Tukijo dan Markonah kembali duduk di kursi pelanggan. Sementara itu kedua kontestan menyajikan sajian terbaik mereka. Rupanya, Joko juga telah memantau bagaimana Junaedi meracik dan membuat masakan. Kesan Tukijo terhadap Junaedi, membuat Joko khawatir bahwa Junaedi akan memenangkan tantangan itu dan menjadi kepala koki. Jika Junaedi berhasil menjadi kepala koki, posisinya sebagai manager akan terancam.

Tanpa rasa malu, Joko melangkah mendatangi Tukijo dan Markonah. "Tuan dan Nyonya, saya memiliki sebuah tawaran."

"Tawaran apa?" sahut Tukijo menatapnya dengan mata menyelidik.

"Jika Anda menyatakan, bahwa Junaedi kalah dalam tantangan ini, saya akan memberi kartu vip pelanggan gratis untuk Anda. Setiap Anda datang dan memesan makanan di sini, Anda atau siapapun yang menbawa kartu itu, tidak perlu membayar sepeserpu. Bagaimana?" tawar Joko membujuk Tukijo dan istrinya.

Markonah berdiri berkacak pinggang. "Apakah Anda pikir suami saya kekurangan uang sehingga tidak sanggup membayar makanan di sini?
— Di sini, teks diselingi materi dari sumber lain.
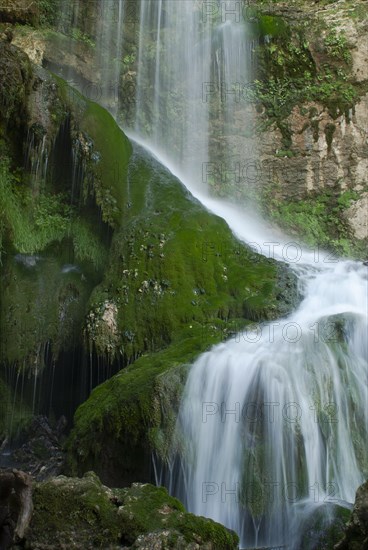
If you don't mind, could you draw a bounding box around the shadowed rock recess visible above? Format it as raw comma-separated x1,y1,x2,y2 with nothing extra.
0,0,368,550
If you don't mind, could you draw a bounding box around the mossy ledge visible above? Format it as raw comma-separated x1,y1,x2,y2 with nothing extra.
26,472,238,550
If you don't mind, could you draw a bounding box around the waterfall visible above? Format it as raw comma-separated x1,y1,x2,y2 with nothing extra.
122,0,368,549
166,256,368,548
53,0,368,549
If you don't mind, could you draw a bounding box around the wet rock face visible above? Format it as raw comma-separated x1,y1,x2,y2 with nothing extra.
26,472,238,550
0,0,40,25
334,481,368,550
0,469,33,550
11,416,66,481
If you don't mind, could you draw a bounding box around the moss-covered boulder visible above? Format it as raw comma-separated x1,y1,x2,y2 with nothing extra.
83,147,296,362
26,472,238,550
67,330,221,486
300,503,351,550
334,481,368,550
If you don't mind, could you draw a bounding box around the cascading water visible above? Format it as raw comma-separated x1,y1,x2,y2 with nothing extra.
53,0,368,549
124,1,368,549
132,0,252,190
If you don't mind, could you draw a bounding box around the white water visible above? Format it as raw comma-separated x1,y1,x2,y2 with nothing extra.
124,1,368,549
58,0,368,548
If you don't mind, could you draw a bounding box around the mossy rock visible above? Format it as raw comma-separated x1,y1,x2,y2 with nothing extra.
87,147,296,362
26,472,238,550
300,503,351,550
66,323,229,486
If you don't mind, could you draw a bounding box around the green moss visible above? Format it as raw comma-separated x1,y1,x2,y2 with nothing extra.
0,378,32,443
300,504,351,550
27,472,238,550
54,75,132,227
67,324,221,476
88,147,294,358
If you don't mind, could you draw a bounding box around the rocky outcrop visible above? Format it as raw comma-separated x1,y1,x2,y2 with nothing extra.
26,472,238,550
250,0,368,246
0,469,33,550
334,481,368,550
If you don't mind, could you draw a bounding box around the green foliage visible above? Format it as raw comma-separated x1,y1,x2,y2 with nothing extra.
82,149,294,358
263,186,366,259
27,472,238,550
325,29,351,63
0,157,106,268
0,378,31,442
70,27,96,48
37,0,59,27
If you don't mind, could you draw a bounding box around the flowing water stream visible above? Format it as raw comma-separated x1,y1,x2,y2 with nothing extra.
55,0,368,549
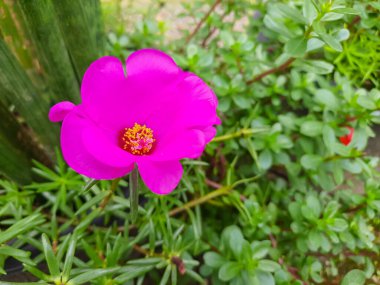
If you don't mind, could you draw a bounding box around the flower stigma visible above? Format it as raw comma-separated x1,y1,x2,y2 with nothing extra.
121,123,156,155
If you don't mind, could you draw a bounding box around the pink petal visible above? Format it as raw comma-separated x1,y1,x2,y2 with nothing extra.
202,127,216,144
149,129,206,161
81,56,136,127
126,49,180,76
61,109,133,179
82,121,136,167
49,101,75,122
137,161,183,195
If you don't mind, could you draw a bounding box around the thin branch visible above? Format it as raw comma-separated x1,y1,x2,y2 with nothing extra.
186,0,222,44
246,57,296,85
169,186,232,216
99,178,120,210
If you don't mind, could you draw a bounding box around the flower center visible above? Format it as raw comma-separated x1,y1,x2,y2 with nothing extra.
121,123,156,155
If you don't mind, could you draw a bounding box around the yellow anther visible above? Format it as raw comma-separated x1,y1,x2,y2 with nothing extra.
122,123,156,155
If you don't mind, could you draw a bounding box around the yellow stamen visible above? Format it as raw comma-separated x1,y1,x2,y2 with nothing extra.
122,123,156,155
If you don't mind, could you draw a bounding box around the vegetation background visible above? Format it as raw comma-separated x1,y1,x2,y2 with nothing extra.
0,0,380,285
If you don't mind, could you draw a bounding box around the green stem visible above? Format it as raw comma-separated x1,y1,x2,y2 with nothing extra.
99,178,120,210
212,128,267,142
129,165,139,223
169,186,232,216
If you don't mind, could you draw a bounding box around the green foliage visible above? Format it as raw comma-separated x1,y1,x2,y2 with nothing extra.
0,0,104,184
0,0,380,285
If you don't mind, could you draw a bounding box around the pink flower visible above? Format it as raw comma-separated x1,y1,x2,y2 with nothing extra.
339,126,354,145
49,49,220,194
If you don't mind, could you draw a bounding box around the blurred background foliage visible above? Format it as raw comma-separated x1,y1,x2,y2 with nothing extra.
0,0,380,285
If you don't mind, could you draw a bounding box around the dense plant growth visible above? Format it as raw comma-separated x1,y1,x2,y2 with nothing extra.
0,0,380,285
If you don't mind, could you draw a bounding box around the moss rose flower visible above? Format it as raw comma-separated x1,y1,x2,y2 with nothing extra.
49,49,220,194
339,126,354,145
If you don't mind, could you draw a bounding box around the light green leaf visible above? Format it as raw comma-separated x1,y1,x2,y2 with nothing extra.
300,121,323,137
314,89,339,110
203,252,226,268
69,267,120,285
321,12,344,22
341,269,366,285
293,59,334,74
285,36,307,57
257,259,281,272
306,195,321,218
328,218,348,232
258,149,273,169
301,154,323,170
42,234,61,277
302,0,318,25
218,261,241,281
319,33,343,52
331,8,360,15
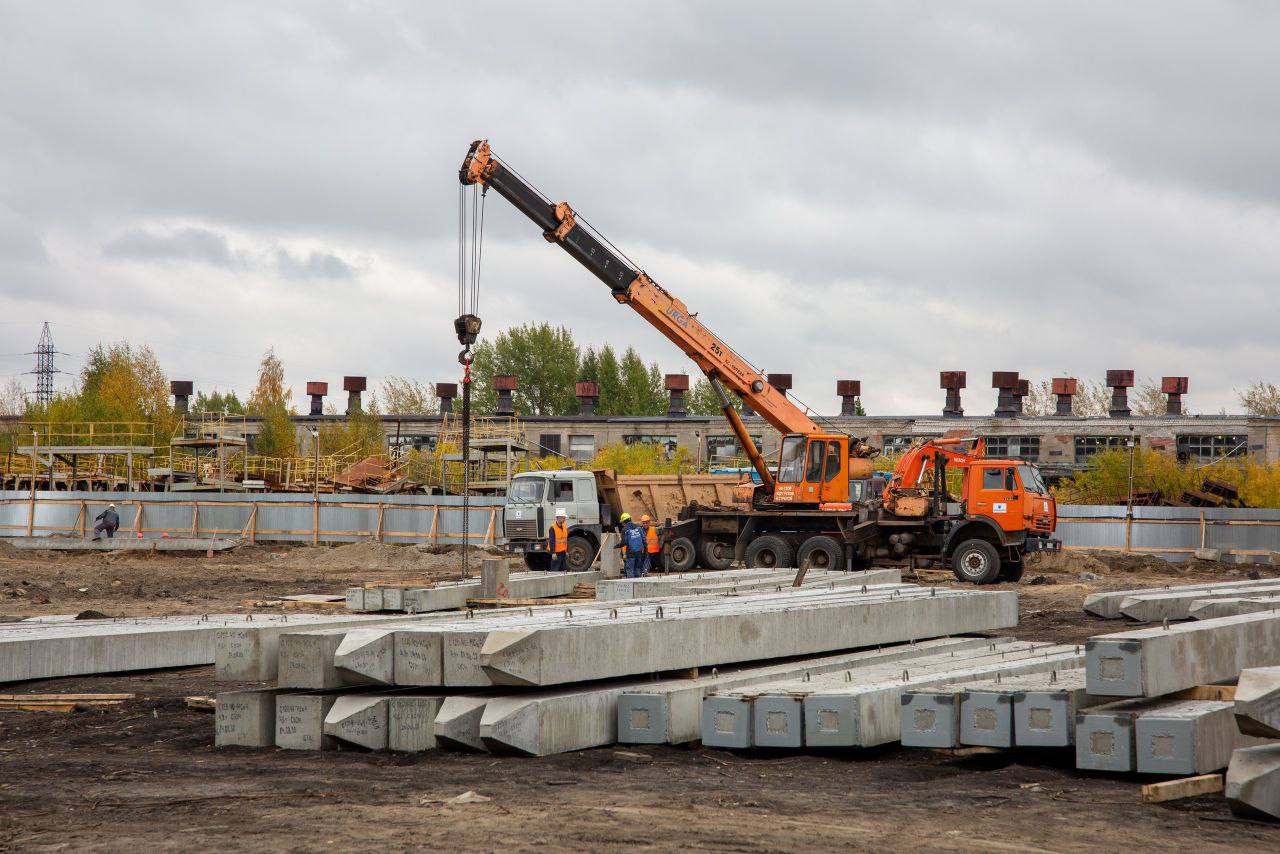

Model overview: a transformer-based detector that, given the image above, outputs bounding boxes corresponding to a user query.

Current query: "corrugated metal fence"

[0,492,504,544]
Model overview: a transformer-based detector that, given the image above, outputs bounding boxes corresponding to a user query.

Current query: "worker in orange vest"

[640,516,662,575]
[547,507,568,572]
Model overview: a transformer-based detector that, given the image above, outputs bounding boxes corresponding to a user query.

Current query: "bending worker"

[93,504,120,540]
[548,507,568,572]
[618,513,645,579]
[640,515,662,575]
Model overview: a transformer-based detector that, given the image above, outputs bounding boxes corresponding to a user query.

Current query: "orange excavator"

[458,140,1053,583]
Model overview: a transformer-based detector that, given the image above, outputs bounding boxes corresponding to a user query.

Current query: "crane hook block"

[543,201,577,243]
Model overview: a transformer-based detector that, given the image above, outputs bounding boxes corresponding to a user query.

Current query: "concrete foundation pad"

[1234,667,1280,739]
[1225,744,1280,819]
[1085,612,1280,697]
[387,694,444,753]
[275,691,338,750]
[214,688,278,748]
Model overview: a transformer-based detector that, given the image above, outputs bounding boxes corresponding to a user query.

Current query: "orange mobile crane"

[458,140,1053,583]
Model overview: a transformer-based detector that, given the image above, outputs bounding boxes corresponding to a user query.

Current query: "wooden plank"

[1142,773,1226,804]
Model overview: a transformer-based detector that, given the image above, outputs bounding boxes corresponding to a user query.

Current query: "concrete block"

[1084,580,1257,620]
[1085,612,1280,697]
[1134,700,1239,776]
[1224,744,1280,819]
[387,694,444,753]
[214,688,276,748]
[324,694,390,750]
[1234,667,1280,739]
[1120,581,1280,622]
[275,691,338,750]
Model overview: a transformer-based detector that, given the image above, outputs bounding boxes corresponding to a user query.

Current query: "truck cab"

[502,470,612,572]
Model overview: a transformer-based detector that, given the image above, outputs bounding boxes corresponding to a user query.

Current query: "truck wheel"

[667,536,698,572]
[700,540,733,570]
[796,536,845,570]
[951,540,1000,584]
[564,536,595,572]
[746,534,795,570]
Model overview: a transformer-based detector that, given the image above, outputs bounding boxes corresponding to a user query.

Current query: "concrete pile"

[216,584,1018,755]
[346,571,600,613]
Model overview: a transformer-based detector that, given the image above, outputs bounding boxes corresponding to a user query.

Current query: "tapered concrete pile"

[1085,612,1280,697]
[1084,580,1274,620]
[701,639,1083,748]
[347,571,600,613]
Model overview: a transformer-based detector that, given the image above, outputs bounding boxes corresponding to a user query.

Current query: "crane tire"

[698,539,733,570]
[746,534,795,570]
[951,539,1000,584]
[796,535,845,570]
[667,536,698,572]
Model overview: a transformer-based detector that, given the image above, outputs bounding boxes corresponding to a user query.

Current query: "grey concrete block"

[275,691,338,750]
[1134,700,1239,776]
[1085,612,1280,697]
[214,688,278,748]
[1224,744,1280,819]
[1234,667,1280,739]
[387,694,444,753]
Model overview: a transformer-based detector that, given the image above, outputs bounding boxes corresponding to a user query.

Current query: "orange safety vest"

[552,522,568,554]
[644,525,662,554]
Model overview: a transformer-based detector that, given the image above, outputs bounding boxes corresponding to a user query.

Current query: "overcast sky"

[0,0,1280,414]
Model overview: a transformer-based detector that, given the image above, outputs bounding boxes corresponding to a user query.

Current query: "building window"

[568,435,595,462]
[1178,435,1249,460]
[983,435,1039,462]
[707,435,760,462]
[1075,435,1142,462]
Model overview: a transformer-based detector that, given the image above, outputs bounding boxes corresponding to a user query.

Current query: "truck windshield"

[778,435,804,483]
[1018,466,1048,495]
[507,478,547,504]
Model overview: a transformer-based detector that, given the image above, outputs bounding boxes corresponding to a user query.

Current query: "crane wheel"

[796,536,845,570]
[746,534,795,570]
[667,536,698,572]
[699,540,733,570]
[951,539,1000,584]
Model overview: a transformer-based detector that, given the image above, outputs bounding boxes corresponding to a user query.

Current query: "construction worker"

[640,515,662,575]
[93,504,120,540]
[618,513,645,579]
[548,507,568,572]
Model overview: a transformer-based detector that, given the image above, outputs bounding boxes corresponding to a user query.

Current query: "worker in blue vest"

[547,507,568,572]
[618,513,645,579]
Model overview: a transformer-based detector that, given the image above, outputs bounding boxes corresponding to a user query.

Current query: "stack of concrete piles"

[1075,612,1280,775]
[346,571,600,613]
[216,584,1018,755]
[701,639,1083,749]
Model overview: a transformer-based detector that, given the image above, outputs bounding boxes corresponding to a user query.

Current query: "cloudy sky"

[0,0,1280,414]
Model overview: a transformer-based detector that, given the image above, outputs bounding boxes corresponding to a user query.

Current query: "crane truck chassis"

[458,140,1056,584]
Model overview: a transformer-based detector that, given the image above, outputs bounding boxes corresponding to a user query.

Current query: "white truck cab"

[502,470,613,571]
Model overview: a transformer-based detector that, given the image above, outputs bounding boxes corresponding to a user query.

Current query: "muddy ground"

[0,544,1280,851]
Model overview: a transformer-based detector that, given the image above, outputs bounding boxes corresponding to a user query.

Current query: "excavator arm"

[458,140,819,440]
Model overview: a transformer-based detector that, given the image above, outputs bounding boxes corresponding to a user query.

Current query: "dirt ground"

[0,544,1280,851]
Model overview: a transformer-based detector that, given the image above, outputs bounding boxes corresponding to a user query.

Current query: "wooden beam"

[1142,773,1226,804]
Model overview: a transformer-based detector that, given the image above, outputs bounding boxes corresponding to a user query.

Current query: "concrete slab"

[1224,744,1280,819]
[214,688,278,748]
[1187,595,1280,620]
[1120,581,1280,622]
[1234,667,1280,739]
[618,638,991,744]
[387,694,445,753]
[1085,613,1280,697]
[480,589,1018,685]
[1134,700,1239,776]
[1084,580,1257,620]
[275,691,338,750]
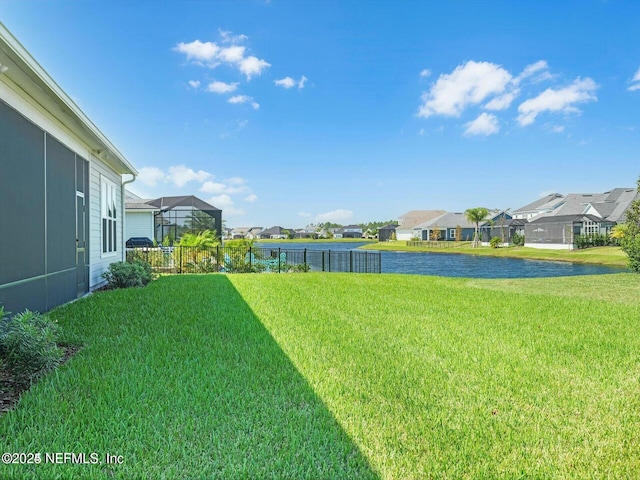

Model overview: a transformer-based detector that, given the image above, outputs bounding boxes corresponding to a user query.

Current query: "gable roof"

[0,23,138,175]
[147,195,220,211]
[513,193,564,215]
[414,212,476,229]
[396,210,447,230]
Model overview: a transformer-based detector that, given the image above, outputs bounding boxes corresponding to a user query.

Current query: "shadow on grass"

[0,275,378,479]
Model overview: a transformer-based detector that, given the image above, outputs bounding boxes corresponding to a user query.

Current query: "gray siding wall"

[0,101,86,313]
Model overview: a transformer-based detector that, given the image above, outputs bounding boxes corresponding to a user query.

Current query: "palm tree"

[464,207,489,248]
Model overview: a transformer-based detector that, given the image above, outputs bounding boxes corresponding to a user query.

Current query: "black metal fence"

[127,246,382,273]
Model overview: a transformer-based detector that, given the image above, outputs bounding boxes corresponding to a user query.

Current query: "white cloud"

[239,56,271,80]
[200,177,250,195]
[173,30,271,80]
[316,209,353,223]
[464,112,500,136]
[418,61,512,118]
[218,45,246,63]
[174,40,220,67]
[218,29,249,43]
[484,88,520,110]
[273,77,296,89]
[136,167,166,187]
[227,95,260,110]
[167,165,213,187]
[227,177,247,185]
[200,181,227,195]
[518,78,598,127]
[207,81,238,94]
[273,75,308,90]
[627,68,640,92]
[513,60,549,85]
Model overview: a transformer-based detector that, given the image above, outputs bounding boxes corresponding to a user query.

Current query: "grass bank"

[256,238,378,244]
[0,273,640,478]
[361,241,627,267]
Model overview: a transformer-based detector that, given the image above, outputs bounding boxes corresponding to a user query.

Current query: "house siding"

[0,94,87,313]
[89,155,126,290]
[124,211,154,241]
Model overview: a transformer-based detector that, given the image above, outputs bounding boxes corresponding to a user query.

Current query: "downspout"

[120,173,136,262]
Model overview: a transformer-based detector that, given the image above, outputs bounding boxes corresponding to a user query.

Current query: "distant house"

[333,225,362,238]
[396,210,447,240]
[231,227,251,240]
[0,23,138,313]
[378,223,398,242]
[511,193,564,220]
[517,188,640,250]
[413,212,476,241]
[293,227,319,238]
[245,227,263,240]
[256,226,294,240]
[125,193,222,244]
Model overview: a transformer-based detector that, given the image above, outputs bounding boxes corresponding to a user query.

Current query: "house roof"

[396,210,447,230]
[0,23,138,175]
[414,212,475,230]
[378,223,398,231]
[147,195,220,211]
[514,188,640,222]
[513,193,564,215]
[529,213,607,224]
[259,226,294,236]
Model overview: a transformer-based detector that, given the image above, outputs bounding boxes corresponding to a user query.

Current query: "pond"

[257,242,626,278]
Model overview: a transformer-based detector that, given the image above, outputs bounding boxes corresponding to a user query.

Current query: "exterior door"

[76,192,89,297]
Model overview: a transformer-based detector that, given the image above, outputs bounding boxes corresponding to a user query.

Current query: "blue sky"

[0,0,640,228]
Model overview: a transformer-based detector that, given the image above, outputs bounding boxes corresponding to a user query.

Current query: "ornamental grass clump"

[102,260,154,288]
[0,307,63,381]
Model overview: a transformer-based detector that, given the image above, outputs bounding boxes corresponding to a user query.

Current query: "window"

[100,179,118,253]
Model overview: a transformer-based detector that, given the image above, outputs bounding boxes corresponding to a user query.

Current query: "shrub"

[102,260,154,288]
[0,308,63,379]
[511,233,524,247]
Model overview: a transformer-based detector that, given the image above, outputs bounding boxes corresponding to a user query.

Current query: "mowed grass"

[0,273,640,479]
[368,241,629,267]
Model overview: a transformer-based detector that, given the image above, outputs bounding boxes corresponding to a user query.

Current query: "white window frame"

[100,177,119,257]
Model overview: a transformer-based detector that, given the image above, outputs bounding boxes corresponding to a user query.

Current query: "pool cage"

[149,195,222,246]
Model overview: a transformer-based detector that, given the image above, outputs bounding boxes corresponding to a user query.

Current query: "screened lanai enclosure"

[148,195,222,246]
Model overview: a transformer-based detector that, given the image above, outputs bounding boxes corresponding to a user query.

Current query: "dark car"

[126,237,153,248]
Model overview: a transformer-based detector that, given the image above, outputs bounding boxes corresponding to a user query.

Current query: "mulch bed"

[0,345,82,416]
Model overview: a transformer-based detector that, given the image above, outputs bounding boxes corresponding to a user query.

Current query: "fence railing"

[126,246,382,273]
[407,240,471,248]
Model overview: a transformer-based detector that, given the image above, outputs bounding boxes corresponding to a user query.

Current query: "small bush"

[102,260,154,288]
[511,233,524,247]
[0,308,63,380]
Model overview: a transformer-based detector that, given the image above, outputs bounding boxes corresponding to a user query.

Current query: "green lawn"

[360,241,628,267]
[0,273,640,479]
Jika suami saya ingin, dia bahkan bisa membeli bisnis ini saat ini juga!"

"Sudahlah, sayang. Nggak usah mikirin orang yang hatinya lagi panas!" Tukijo menarik tangan Markonah agar duduk kembali.

"Mohon maaf, Nyonya. Tapi saya tidak akan menyetujui tempat ini dijual kepada siapapun!" sahut Junaedi datang dengan membawa dua mangkuk cilok kuah iga sapi di atas nampan.

Satu mangkok berisi satu iga sapi, satu cilok besar isi rendang, dua cilok pangsit, lima cilok tanpa isi, bihun, dua pangsit goreng, taburan bawang merah goreng dan seledri. Pelengkap tiga sambel, lontong dan kerupuk dipisah dengan wadah yang berbeda-beda.

"Apa alasanmu tidak menyetujui tempat ini untuk dijual? Dan, memangnya siapa pemilik tempat ini?" tanya Tukijo kepada Junaedi yang sedang menyajikan makanan di hadapannya.

"Rumah Makan ini adalah salah satu bisnis peninggalan ayah saya. Saya akan berusaha yang terbaik untuk membangkitkan bisnisnya, agar bisa kembali dari keterpurukan!"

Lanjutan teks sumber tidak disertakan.